A Blue Jay (Cyanocitta cristata) and a Blue Cardinal (Cardinalis cardinalis) are two different species of birds. Blue Jays are medium-sized birds with a distinctive blue plumage, black and white markings on their wings and tail, and a crest on their head. They are found throughout eastern North America and are known for their loud, harsh calls. On the other hand, the Blue Cardinal is not a real bird, it’s a term used to describe the Northern Cardinal when it appears to have a blue color, it’s actually a rare genetic variant of the Northern Cardinal that has a blue-gray plumage, these birds are typically found in wooded areas and suburban gardens.

Do blue jays get along with cardinals?

Blue Jays and Cardinals have a complex relationship and it can vary depending on the circumstances. Blue Jays are known to be opportunistic feeders and they may compete with cardinals for food, such as birdseed at feeders. However, Blue Jays and Cardinals can also coexist peacefully and they may even be seen together in the same flock or at the same feeding station.

Why dont blue jays and cardinals mate?

Blue Jays and Cardinals are two different species of birds and they have different physical and behavioral characteristics. They have different breeding behaviors, mating rituals, and preferred habitats. Blue Jays and Cardinals do not have compatible genetic makeups that would allow them to successfully breed and produce offspring. Additionally, hybridization between different species of birds is relatively rare in nature and it’s not something that’s commonly observed among Blue Jays and Cardinals. They are separate species and their mating and reproduction is specific to their own.

Comments 3
  1. It’s totally not true that blue jays scare away cardinals.. I have them both at the feeder every day , all winter long.. All birds fly up to the feeder and try and scare away the bird on it .. Likewise the the other birds fly up and scare away the blue jays.. It’s what birds do..

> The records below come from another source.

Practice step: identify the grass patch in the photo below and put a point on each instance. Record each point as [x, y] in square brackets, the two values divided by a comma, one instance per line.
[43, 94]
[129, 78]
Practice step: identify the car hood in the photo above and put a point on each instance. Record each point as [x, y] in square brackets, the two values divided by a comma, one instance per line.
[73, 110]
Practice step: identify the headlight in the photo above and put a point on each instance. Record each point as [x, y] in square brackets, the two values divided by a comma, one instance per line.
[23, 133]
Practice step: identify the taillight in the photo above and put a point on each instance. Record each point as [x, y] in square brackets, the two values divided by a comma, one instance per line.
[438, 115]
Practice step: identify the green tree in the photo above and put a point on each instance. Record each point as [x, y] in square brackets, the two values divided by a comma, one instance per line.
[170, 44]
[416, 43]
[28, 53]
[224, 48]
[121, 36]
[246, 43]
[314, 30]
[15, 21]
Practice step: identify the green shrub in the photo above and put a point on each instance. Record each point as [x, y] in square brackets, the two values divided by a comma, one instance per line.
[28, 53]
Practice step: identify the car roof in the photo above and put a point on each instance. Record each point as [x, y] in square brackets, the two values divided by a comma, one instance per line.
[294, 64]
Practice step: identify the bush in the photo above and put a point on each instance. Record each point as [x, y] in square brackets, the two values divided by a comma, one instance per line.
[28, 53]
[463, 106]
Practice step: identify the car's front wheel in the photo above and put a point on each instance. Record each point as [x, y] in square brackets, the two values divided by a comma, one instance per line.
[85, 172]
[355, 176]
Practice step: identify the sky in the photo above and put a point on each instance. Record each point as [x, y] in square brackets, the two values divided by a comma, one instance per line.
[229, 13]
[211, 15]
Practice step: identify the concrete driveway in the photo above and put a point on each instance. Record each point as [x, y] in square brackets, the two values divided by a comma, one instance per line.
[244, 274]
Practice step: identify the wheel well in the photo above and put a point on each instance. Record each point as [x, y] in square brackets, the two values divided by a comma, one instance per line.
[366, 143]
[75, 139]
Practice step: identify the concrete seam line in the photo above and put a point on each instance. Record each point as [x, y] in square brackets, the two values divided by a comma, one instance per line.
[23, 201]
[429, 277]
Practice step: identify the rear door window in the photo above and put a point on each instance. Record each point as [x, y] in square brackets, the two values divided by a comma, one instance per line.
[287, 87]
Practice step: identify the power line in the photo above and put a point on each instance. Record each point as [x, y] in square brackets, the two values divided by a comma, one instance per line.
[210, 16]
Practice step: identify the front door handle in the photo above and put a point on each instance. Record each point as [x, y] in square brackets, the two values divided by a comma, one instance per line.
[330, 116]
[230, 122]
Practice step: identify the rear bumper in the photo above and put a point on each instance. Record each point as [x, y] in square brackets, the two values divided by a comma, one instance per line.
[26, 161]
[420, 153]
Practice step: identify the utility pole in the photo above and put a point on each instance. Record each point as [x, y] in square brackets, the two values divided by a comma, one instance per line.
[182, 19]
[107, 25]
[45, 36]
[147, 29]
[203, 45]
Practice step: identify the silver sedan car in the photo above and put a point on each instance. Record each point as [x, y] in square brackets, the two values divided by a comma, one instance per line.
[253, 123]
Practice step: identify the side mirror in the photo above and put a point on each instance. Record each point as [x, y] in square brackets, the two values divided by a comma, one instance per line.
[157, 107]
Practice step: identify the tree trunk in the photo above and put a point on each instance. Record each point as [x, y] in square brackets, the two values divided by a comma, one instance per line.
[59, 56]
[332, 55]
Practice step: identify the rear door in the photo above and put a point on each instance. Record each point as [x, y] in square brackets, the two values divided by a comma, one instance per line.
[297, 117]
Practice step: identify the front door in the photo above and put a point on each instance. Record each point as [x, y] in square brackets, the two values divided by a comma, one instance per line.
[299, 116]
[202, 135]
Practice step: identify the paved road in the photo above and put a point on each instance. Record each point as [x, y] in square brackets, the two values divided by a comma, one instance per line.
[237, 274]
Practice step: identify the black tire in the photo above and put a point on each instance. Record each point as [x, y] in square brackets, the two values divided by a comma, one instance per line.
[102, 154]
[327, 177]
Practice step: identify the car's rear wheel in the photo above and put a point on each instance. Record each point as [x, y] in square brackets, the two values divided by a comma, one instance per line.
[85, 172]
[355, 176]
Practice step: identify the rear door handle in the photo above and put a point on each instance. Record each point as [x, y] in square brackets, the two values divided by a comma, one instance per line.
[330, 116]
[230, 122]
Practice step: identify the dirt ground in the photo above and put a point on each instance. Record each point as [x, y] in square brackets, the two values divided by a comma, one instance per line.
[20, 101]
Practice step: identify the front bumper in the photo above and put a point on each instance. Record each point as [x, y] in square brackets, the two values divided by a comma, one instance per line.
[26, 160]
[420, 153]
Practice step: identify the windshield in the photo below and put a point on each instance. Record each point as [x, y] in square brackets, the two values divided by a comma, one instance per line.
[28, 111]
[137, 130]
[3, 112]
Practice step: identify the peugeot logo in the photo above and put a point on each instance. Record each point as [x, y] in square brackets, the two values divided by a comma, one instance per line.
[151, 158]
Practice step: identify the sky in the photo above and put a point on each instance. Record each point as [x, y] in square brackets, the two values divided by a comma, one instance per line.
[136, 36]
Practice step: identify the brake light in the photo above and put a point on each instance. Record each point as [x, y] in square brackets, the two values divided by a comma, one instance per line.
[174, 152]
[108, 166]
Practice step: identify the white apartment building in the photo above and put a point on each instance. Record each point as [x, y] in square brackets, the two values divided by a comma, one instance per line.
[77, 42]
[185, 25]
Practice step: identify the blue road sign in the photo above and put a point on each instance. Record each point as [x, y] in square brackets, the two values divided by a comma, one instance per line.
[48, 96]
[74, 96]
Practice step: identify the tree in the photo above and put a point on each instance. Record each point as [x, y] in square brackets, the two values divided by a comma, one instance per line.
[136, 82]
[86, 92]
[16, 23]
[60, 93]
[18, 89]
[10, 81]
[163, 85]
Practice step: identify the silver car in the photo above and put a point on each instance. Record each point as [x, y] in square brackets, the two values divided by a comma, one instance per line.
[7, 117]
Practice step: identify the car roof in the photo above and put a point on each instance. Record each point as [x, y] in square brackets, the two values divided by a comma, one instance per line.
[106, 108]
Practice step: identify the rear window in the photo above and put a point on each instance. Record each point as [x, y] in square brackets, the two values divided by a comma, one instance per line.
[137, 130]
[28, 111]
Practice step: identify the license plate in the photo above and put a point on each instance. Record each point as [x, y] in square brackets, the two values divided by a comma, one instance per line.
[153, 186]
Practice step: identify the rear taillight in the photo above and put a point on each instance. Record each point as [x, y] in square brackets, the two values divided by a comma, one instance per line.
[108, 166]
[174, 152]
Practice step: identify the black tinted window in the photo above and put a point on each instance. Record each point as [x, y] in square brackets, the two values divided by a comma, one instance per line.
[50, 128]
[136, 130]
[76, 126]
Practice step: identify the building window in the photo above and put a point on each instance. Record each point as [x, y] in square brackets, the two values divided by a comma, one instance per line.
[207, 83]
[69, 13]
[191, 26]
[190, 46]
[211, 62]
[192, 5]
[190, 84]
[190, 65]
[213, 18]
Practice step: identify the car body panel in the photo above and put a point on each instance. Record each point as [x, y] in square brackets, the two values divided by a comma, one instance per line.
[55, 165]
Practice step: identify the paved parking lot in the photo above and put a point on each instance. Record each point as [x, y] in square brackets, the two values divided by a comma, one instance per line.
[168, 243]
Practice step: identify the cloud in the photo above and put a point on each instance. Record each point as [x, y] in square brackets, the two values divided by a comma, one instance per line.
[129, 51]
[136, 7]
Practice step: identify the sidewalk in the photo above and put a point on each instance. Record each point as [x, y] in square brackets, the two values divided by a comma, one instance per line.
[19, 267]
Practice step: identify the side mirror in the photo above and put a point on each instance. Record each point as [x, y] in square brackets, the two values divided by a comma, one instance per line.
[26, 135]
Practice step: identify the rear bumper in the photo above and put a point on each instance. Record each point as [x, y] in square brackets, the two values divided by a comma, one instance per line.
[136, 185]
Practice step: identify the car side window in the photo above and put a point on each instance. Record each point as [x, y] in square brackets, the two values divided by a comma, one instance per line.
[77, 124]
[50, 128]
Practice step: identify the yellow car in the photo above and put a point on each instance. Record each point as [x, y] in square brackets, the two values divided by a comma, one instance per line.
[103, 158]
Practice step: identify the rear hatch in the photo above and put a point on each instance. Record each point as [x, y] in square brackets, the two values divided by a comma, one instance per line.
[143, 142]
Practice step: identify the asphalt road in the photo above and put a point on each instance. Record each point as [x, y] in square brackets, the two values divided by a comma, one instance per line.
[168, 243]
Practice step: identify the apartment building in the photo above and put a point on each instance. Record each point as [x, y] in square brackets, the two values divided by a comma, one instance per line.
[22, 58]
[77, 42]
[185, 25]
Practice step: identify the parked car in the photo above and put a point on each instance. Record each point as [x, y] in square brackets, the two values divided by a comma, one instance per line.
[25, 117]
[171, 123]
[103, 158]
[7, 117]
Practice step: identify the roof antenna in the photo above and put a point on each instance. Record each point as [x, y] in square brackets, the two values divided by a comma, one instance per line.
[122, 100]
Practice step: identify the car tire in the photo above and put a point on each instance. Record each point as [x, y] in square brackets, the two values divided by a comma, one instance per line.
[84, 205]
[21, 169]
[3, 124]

    1. Agree! We have large groups of Blue Jays and Cardinals living together in the woods behind our house along with many others (doves, blackbirds, woodpeckers, sparrows). Every bird tries to scare away another bird when it comes to getting a morsel but they still manage to live together in relative harmony.

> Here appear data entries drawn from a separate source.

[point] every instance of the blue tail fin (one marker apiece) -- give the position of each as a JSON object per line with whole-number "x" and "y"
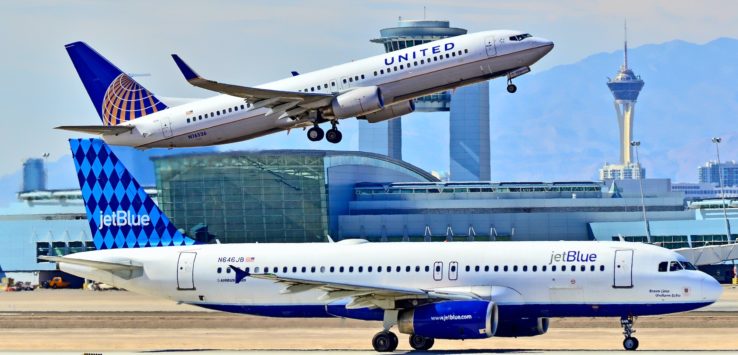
{"x": 120, "y": 213}
{"x": 117, "y": 97}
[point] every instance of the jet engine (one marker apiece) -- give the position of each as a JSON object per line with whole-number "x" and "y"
{"x": 525, "y": 327}
{"x": 389, "y": 112}
{"x": 450, "y": 320}
{"x": 357, "y": 102}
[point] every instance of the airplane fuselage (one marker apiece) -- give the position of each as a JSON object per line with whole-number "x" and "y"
{"x": 400, "y": 76}
{"x": 524, "y": 279}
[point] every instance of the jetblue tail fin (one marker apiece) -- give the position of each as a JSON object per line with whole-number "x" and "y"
{"x": 116, "y": 96}
{"x": 120, "y": 213}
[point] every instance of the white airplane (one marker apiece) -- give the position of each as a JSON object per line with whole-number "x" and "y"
{"x": 375, "y": 89}
{"x": 431, "y": 291}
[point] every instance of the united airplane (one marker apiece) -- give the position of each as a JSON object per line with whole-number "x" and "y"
{"x": 471, "y": 290}
{"x": 374, "y": 89}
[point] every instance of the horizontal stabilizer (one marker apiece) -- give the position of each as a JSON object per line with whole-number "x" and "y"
{"x": 101, "y": 265}
{"x": 102, "y": 130}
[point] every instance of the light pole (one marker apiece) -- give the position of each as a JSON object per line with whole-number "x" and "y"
{"x": 717, "y": 141}
{"x": 637, "y": 144}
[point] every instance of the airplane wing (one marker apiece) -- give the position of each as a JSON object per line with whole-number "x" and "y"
{"x": 275, "y": 99}
{"x": 363, "y": 295}
{"x": 123, "y": 268}
{"x": 103, "y": 130}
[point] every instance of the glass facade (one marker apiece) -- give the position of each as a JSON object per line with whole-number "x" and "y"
{"x": 246, "y": 197}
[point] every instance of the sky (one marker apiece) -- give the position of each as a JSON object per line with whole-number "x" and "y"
{"x": 249, "y": 43}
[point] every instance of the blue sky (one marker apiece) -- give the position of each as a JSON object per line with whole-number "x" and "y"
{"x": 253, "y": 42}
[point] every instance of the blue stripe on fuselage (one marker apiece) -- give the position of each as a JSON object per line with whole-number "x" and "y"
{"x": 506, "y": 312}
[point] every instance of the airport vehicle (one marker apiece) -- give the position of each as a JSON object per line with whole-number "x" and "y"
{"x": 375, "y": 89}
{"x": 56, "y": 282}
{"x": 428, "y": 290}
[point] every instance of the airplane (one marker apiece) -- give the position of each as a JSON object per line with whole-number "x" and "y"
{"x": 463, "y": 290}
{"x": 375, "y": 89}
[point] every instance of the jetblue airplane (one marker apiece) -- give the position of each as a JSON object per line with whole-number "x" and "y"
{"x": 375, "y": 89}
{"x": 430, "y": 291}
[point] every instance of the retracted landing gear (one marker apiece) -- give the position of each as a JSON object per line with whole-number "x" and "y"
{"x": 419, "y": 342}
{"x": 385, "y": 341}
{"x": 333, "y": 135}
{"x": 630, "y": 342}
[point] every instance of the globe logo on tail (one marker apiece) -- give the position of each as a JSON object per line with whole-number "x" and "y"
{"x": 126, "y": 100}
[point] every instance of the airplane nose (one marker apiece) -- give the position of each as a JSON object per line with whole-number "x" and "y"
{"x": 711, "y": 289}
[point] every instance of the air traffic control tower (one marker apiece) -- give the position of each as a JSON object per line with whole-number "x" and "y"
{"x": 469, "y": 122}
{"x": 625, "y": 88}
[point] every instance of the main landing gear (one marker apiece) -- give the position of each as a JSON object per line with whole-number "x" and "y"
{"x": 630, "y": 342}
{"x": 422, "y": 343}
{"x": 385, "y": 341}
{"x": 511, "y": 88}
{"x": 333, "y": 135}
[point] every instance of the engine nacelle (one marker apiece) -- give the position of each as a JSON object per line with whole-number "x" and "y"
{"x": 522, "y": 327}
{"x": 358, "y": 102}
{"x": 396, "y": 110}
{"x": 450, "y": 320}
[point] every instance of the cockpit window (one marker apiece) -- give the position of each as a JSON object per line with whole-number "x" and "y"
{"x": 675, "y": 266}
{"x": 688, "y": 266}
{"x": 520, "y": 37}
{"x": 663, "y": 266}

  2. I disagree with the above comments. I specifically googled Blue Jays and Cardinals together bc the BJ’s here are aggressive with the cardinals. They’ve basically taken over. I wanted to know if this was typical of their behavior. And sure enough it is. It’s one thing for birds to leave the feeder if another bird shows up but quite another when the BJ’s literally shove them aside assertively.